This post shows how to build a sentiment classifier for strings using Deep Learning, specifically Keras.
The classifier is trained from scratch using labelled data from Twitter.
The data set can be obtained from:
The CSV data looks like the following, inside the file:
training.1600000.processed.noemoticon.csv:
"0","1467810369","Mon Apr 06 22:19:45 PDT 2009","NO_QUERY","_TheSpecialOne_","@switchfoot http://twitpic.com/2y1zl - Awww, that's a bummer.  You shoulda got David Carr of Third Day to do it. ;D"
"0","1467810672","Mon Apr 06 22:19:49 PDT 2009","NO_QUERY","scotthamilton","is upset that he can't update his Facebook by texting it... and might cry as a result  School today also. Blah!"
"0","1467810917","Mon Apr 06 22:19:53 PDT 2009","NO_QUERY","mattycus","@Kenichan I dived many times for the ball. Managed to save 50%  The rest go out of bounds"
"0","1467811184","Mon Apr 06 22:19:57 PDT 2009","NO_QUERY","ElleCTF","my whole body feels itchy and like its on fire "
...
The first value is the sentiment (“0” is Negative, “4” is positive).
To start, we need to convert the file to remove incompatible UTF-8 characters:
$ iconv -c training.1600000.processed.noemoticon.csv > training-data.csv
The -c option specifies to ignore lines which cause errors.
The file training-data.csv is now the input for the next step.
The following script cleans the data to extract only the parts we need: the strings and the labelled sentiment values.
prepare-training-data.py:
import numpy as np
inputFile = open("training-data.csv")
lines = inputFile.readlines()
np.random.shuffle(lines)
outputLines = []
for line in lines:
  parts = line.split(",")
  sentiment = parts[0]
  text = parts[5]
  outputLine = text.strip() + " , " + sentiment + "\n"
  outputLines.append(outputLine)
outputFile = open("cleaned-sentiment-data.csv", "w")
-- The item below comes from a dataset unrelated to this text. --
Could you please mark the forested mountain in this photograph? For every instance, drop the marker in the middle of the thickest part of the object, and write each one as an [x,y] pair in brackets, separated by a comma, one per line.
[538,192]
outputFile.writelines(outputLines)
Run the script to generate the cleaned file:
$ python prepare-training-data.py
The cleaned training file has only Text, Sentiment.
The file looks like this:
cleaned-sentiment-data.csv:
"@realdollowner Today is a better day.  Overslept , "4"
"@argreen Boo~ , "0"
"Just for the people I don't know  x" , "4"
...
We can now use this file to train our model.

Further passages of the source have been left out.